Friday, December 30, 2011

What is your "CAPITAL GAINS" from equity this year?


Capital Gains Taxes in Equity transactions.
  • Short term capital gains tax: If the holding period of the stock is less than 12 months -  then the gains attract a tax rate of 15%.
·         Long term capital gains tax: If the holding period of the stock is more than 12 months  - then the gains do not attract any tax (this might change after 2012 March).
Look at this example to understand it better:
Miss.
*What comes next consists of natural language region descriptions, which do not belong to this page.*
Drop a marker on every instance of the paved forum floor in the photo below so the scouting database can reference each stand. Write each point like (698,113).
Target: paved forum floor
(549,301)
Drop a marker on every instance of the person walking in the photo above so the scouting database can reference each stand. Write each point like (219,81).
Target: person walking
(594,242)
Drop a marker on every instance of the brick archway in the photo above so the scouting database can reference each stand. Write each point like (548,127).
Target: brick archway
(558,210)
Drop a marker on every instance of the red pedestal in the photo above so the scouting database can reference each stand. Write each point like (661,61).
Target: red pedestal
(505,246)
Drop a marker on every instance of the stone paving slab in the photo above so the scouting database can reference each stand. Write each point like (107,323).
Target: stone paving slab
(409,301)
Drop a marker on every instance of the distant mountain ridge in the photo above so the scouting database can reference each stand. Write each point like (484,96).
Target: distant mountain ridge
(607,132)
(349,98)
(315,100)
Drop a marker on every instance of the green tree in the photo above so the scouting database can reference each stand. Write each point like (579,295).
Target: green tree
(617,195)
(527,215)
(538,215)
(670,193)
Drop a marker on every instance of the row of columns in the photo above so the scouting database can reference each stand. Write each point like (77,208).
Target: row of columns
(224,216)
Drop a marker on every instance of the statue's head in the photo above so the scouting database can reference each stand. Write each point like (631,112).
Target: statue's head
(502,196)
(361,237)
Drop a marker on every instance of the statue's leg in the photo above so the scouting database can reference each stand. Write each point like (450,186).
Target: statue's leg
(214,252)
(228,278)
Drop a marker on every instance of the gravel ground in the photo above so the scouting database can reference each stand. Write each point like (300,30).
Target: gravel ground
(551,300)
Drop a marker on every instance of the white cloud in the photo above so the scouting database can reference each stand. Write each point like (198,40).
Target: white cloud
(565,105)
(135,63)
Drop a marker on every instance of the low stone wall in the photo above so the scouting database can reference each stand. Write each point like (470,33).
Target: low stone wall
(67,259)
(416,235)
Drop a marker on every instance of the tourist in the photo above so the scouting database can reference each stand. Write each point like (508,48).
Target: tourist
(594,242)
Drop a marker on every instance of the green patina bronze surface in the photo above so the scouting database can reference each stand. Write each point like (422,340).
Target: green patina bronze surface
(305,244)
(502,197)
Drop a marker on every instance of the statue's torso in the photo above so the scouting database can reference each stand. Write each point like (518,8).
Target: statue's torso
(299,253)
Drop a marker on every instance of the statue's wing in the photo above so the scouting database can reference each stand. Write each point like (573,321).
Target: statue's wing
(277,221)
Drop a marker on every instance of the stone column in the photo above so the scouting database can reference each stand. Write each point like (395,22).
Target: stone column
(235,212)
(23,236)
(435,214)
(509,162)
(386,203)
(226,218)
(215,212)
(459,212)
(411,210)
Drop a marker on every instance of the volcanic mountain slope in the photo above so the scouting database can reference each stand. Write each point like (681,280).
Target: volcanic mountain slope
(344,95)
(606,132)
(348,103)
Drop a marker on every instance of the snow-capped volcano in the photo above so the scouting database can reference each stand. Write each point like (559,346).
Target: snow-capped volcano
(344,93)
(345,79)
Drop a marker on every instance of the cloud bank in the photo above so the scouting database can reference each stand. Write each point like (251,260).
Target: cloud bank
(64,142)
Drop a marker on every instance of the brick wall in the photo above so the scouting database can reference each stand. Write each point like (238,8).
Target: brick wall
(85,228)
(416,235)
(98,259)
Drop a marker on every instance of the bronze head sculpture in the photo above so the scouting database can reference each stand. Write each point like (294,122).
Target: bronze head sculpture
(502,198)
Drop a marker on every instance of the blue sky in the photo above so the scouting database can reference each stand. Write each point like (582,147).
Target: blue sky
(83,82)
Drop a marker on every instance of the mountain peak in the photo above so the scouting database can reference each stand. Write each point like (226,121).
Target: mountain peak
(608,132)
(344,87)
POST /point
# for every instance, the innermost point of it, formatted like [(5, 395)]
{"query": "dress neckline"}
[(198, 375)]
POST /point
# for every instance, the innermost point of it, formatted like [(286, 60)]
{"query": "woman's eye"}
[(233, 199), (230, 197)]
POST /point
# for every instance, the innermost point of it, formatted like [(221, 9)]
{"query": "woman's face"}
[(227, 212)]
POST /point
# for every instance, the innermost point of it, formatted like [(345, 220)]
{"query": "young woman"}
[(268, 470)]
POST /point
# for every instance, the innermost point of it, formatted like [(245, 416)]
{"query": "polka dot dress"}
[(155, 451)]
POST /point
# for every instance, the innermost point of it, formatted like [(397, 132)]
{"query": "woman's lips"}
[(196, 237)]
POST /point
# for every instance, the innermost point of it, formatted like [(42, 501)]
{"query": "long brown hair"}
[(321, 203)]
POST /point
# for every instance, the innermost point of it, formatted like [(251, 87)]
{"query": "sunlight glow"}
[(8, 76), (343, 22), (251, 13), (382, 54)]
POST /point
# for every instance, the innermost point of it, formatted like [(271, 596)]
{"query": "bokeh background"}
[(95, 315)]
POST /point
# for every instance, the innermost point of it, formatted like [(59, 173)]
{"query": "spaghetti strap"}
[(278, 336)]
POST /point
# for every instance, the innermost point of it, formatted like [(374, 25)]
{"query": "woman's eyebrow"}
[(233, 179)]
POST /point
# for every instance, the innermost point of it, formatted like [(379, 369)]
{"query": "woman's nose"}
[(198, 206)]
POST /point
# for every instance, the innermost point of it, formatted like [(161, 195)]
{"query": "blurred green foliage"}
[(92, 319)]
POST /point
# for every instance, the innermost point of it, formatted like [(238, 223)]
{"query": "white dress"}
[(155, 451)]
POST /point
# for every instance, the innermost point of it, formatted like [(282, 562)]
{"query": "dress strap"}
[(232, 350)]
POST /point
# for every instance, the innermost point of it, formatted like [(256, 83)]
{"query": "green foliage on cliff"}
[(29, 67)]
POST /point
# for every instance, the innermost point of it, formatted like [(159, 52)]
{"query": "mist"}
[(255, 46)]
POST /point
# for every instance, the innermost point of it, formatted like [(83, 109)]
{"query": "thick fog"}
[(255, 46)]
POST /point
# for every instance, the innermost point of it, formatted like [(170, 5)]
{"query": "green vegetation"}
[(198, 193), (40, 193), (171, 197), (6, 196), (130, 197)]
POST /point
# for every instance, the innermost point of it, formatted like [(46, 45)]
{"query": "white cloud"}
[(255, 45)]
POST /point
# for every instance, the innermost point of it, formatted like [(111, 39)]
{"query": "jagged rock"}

Vijetha has purchased shares of company A and B on April 11, 2010 for a total price of `1,00,000 each. As on February 20, 2011, value of her investments is as follows:
In stock A, Miss. Vijetha has profit of `30,000 and in stock B, Miss. Vijetha has a loss of `50,000. Now she has the following 4 options to choose from taxation perspective:
Scenario
Outcome
Scenario 1
She can hold both stocks for more than 12 months (either expecting good profit or to get exempt from capital gains tax)
No long term capital gains tax
Scenario 2
She can book profit in stock A and hold stock B which is in loss
On the profit position in stock A she pays short term capital gains tax of 15%
Scenario 3
She can sell stock A - book profits
and
Sell stock B - book losses
Profit of `30,000 in stock A - Loss of `50,000 in stock B = Net Loss of `20,00. This loss can be carried forward for next 8 financial years. Short term capital gain tax is NIL since she is in loss.
Scenario 4
Hold stock A for more than 12 months and
Book losses in stock B
No long term capital gains tax in stock A and short term capital loss of ` 50,000. This loss of `50,000 can be carried forward for next 8 financial years.

Take a look at all the stocks you have purchased & sold in a financial year and calculate the capital gains/loss incurred.